Et pourtant, quelques semaines plus tard, la menace
sécuritaire était réduite et Manningham-Buller semblait vouloir apaiser les
parlementaires en disant qu’il n’existait aucune preuve d’attaque terroriste
imminente.
Si cette liste de défaillances sécuritaires apparentes était
due à « l’incompétence », cela montrerait néanmoins que les
agissements du gouvernement et des services secrets durant la période
antérieure au 7 juillet étaient politiquement criminels. Plutôt que de mener
une lutte rigoureuse et soutenue en vue de protéger le peuple britannique, les
pouvoirs étaient engagées dans une tromperiepropagandiste dont
l’objectif était d’utiliser la « guerre contre le terrorisme » pour
justifier la guerre à l’extérieur et une attaque sans précédent contre les
libertés civiques dans le pays.
En novembre, juste avant l’annonce de son départ à la
retraite, Manningham-Buller faisait encore une fois monter la température
politique. Dans un discours fortement accrocheur, la directrice du MI5
affirmait que les services secrets étaient au courant de 30 complots
terroristes de « niveau I » avec « grand nombre de
victimes » en Grande-Bretagne et avaient connaissance de quelque 1600
personnes activement impliquées dans des complots terroristes ou qui y
apportaient leur concours, soit en Grande-Bretagne soit à l’étranger.
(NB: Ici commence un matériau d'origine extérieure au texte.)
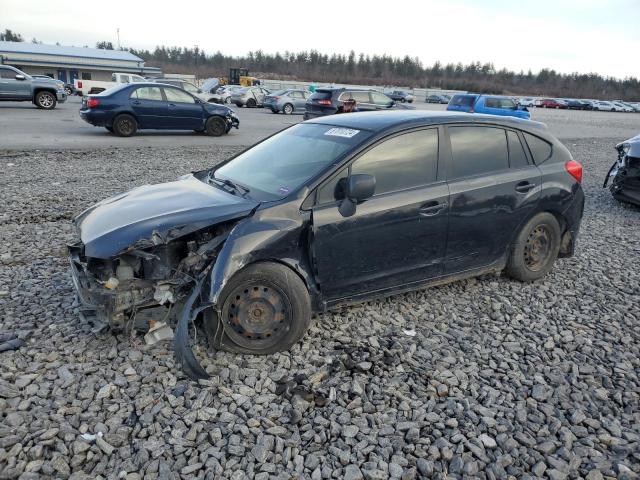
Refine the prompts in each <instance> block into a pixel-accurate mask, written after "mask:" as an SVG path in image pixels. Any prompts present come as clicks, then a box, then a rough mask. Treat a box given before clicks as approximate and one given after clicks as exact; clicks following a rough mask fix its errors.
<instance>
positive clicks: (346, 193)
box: [338, 174, 376, 217]
mask: <svg viewBox="0 0 640 480" xmlns="http://www.w3.org/2000/svg"><path fill="white" fill-rule="evenodd" d="M375 191H376V177H374V176H373V175H366V174H357V175H351V176H350V177H349V178H348V179H347V181H346V185H345V189H344V195H345V198H344V199H343V200H342V201H341V202H340V205H339V206H338V211H339V212H340V215H342V216H343V217H351V216H352V215H353V214H354V213H356V205H357V204H358V203H360V202H363V201H365V200H366V199H367V198H371V197H372V196H373V194H374V193H375Z"/></svg>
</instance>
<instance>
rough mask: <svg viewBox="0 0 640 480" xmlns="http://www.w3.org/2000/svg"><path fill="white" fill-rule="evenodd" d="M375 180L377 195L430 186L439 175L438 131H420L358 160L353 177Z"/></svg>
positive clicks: (382, 142) (375, 146) (386, 145)
mask: <svg viewBox="0 0 640 480" xmlns="http://www.w3.org/2000/svg"><path fill="white" fill-rule="evenodd" d="M358 173H366V174H368V175H373V176H375V177H376V193H375V194H376V195H381V194H383V193H388V192H395V191H398V190H404V189H407V188H412V187H418V186H421V185H428V184H430V183H433V182H435V181H436V176H437V173H438V130H437V129H435V128H432V129H429V130H420V131H417V132H411V133H405V134H403V135H398V136H396V137H393V138H391V139H389V140H386V141H384V142H382V143H380V144H378V145H376V146H375V147H373V148H372V149H371V150H369V151H368V152H366V153H365V154H364V155H362V156H361V157H360V158H358V159H357V160H356V161H355V162H354V163H353V165H352V166H351V174H352V175H353V174H358Z"/></svg>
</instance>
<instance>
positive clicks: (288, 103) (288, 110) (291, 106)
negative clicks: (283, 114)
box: [282, 103, 293, 115]
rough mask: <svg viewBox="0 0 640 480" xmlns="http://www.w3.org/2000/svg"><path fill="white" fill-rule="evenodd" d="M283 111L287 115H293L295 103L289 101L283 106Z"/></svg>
mask: <svg viewBox="0 0 640 480" xmlns="http://www.w3.org/2000/svg"><path fill="white" fill-rule="evenodd" d="M282 113H284V114H285V115H291V114H292V113H293V105H291V104H290V103H287V104H286V105H285V106H284V107H282Z"/></svg>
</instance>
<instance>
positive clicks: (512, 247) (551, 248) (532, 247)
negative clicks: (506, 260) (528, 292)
mask: <svg viewBox="0 0 640 480" xmlns="http://www.w3.org/2000/svg"><path fill="white" fill-rule="evenodd" d="M560 240H561V232H560V225H559V224H558V221H557V220H556V217H554V216H553V215H552V214H550V213H547V212H543V213H539V214H537V215H535V216H534V217H533V218H532V219H531V220H529V221H528V222H527V224H526V225H525V226H524V227H523V228H522V230H521V231H520V233H519V234H518V237H517V238H516V241H515V243H514V245H513V247H512V249H511V254H510V256H509V260H508V262H507V267H506V269H505V271H506V273H507V275H509V276H510V277H512V278H515V279H516V280H520V281H522V282H532V281H534V280H538V279H539V278H541V277H543V276H545V275H546V274H547V273H549V271H550V270H551V268H552V267H553V263H554V262H555V261H556V258H558V252H559V251H560Z"/></svg>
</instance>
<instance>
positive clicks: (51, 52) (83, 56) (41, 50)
mask: <svg viewBox="0 0 640 480" xmlns="http://www.w3.org/2000/svg"><path fill="white" fill-rule="evenodd" d="M0 53H18V54H19V53H22V54H38V55H57V56H65V57H84V58H95V59H102V60H125V61H130V62H143V61H144V60H142V59H141V58H140V57H138V56H136V55H134V54H133V53H131V52H127V51H124V50H103V49H101V48H85V47H65V46H62V45H45V44H42V43H29V42H0Z"/></svg>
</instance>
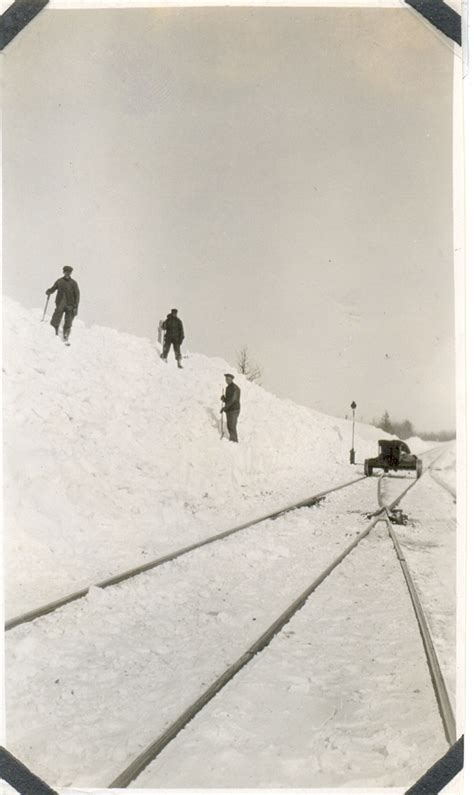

Dans ses remarques qui firent la une des journaux pendant
plusieurs jours, elle poursuivit en disant que de jeunes musulmans
« étaient formés pour devenir des kamikazes ». Il n’y a aucun moyen
de vérifier les affirmations de Manningham-Buller, mais elles ont servi à
alimenter une campagne anti-islamique vocifératrice et qui est entretenue par
le gouvernement et les médias dans le but de détourner l’attention des
conséquences catastrophiques de l’invasion illégale de l’Irak.
Toutefois, l’échec répété des services secrets d’interpeller
Khan et Tanweer soulève une autre possibilité sinistre. Il est hautement
improbable que les forces de sécurité britanniques, compte tenu de leur long
engagement en Irlande, qui comprend la mise en scène délibérée de provocations
meurtrières, aient pu multiplier autant de « bévues » monumentales.
C’est pour cette raison que de nombreux commentateurs bien informés ont suggéré
la possibilité que les services secrets, ou du moins une partie d’entre eux,
aient été conscients qu’une attaque était imminente le 7 juillet et aient
décidé délibérément de « se tenir en retrait » et de laisser faire,
afin d’ouvrir ainsi la voie à une nouvelle offensive contre les droits
démocratiques.
Le moins que l’on puisse dire c’est que l’article sur les
remarques adressées par Manninghma-Buller aux parlementaires de haut rang met
l’accent une fois de plus sur la nécessité d’une enquête indépendante sur les
circonstances entourant le 7 juillet et les prétendues défaillances du MI5.